2 large apples, cored, peeled, and sliced into small pieces

1/2 cup butter

3/4 cup brown sugar

1 heaping teaspoon cinnamon

1 heaping teaspoon ginger

1/2 cup almond flour

1/2 cup millet flour

1/2 cup sorghum flour

1/2 cup arrowroot flour

Preheat oven to 350 degrees Fahrenheit.

In an 8 inch by 8 inch pan, put the peeled, cored, and sliced into small pieces apples.

In a small bowl, put the butter and brown sugar.  Cream together.  Mix in the cinnamon, ginger, sorghum flour, teff flour, sweet rice flour, and almond flour.  Put on top of the apples, covering as many as possible and making the layer as even as possible.

Bake 45 minutes.

Serve warm or cold.  

We happen to really like with the crisp with homemade vanilla ice cream.  Heaven.

Wednesday
Oct052011

getting ready for winter, if it every comes, or at least the ice rink

Last night was interesting.  i got home from an event with my Beloved and went boom!  He could visually see my crash and I was asleep by 7.30.  The only reason I woke up between then and my alarm going off was to wobble to the bathroom.  And my Beloved followed me both ways because I was wobbling so bad.  It was an interesting evening that I do not care to repeat.
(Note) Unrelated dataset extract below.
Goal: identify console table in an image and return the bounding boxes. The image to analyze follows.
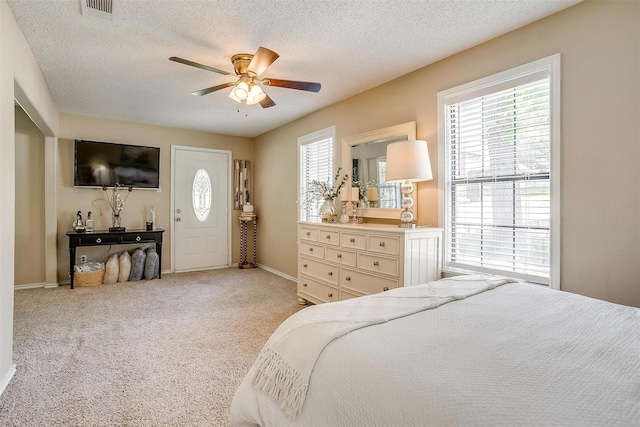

I have been crocheting a lot.  I had enough yarn leftover from the mitts I made to make a hat.  I also added a band on the edge that was an alpaca wool blend that was very soft.

I like that it is big enough to cover my ears and my hair when it is up on the back of my head.  In another words, I like soft hats that are too big.  I keep warm that way.  The Tall Short Person likes it too but this is not for her.  I will be working on Christmas gifts very soon.